“Now look!” cried Demonica. “You knocked my flowers into the syrup, fowl!”
“So? Stop waving your swyving arms, then. Besides, I want you to do something for me…”
“I want you to make hit so that I can travel anywhere I want by spell, instead of just to here and back,” he said as he wiped off his beak and gave himself a thorough shake.
“For what? What’s your news?”
“I already gave hit to you when you said you gave me the powers of a swyving hedge wizard…”
“So you suddenly think I should pay you twice, aye?”
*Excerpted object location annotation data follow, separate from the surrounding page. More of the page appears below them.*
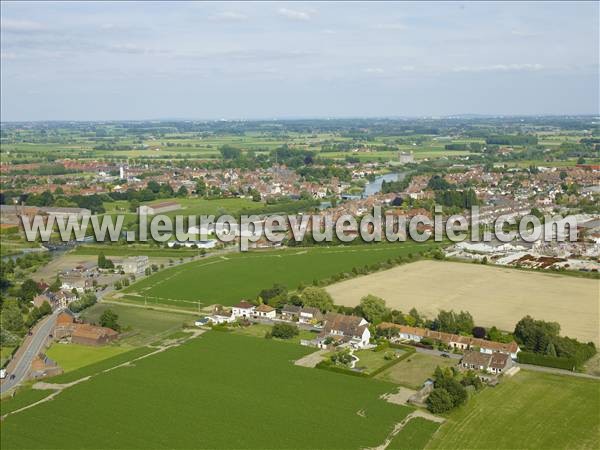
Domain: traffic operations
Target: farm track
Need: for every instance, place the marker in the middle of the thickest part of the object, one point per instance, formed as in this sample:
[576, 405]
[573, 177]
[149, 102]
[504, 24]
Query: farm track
[58, 388]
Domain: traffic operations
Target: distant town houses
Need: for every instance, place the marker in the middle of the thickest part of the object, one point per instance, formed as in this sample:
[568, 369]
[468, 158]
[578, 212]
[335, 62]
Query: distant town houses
[454, 341]
[158, 208]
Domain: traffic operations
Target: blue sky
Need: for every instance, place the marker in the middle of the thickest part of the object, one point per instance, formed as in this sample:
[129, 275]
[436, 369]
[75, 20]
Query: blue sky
[112, 61]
“Listen, queinte!” he squawked, thrusting himself up to bristle like a pine cone. “I’ve learnt from a right true source that magic powers can’t be given. You’re either born with them, or you’re not. And I was, so you knew hit when you tricked me.”
“I’ll pay you well for the name of who told you.”
Ocker is the only raven known who is able to use magic. In Good Sister, Bad Sister, he lives with his wife Urr-Urr at their nest atop the great bluff overlooking the keep of the evil wizard Razzorbauch. Based on the behavioral studies of ravens by ethologist Bernd Heinrich and the folklore of Native Americans and Celts, Ocker is a profane, amoral huckster, who is forever wheedling things he wants from powerful people in exchange for tidbits of choice information. He does routine business with Demonica the sorceress as well as Razzorbauch, but he also has occasional dealings with Meri Greenwood the Fairy and the Jutland Elves. When Ocker sells the whereabouts of Greenwood’s lover to Razzorbauch as well as to Greenwood, the lover and her sisters are doomed to live in Mount Bed forever. Even so, it is Ocker who ends up saving the day.
We seldom use profanities in our writing, but Ocker is a most profane character, so we have him swearing exclusively with obsolete English words. The above passage is as foul and graphic as any swearing you’ll ever hear on the street.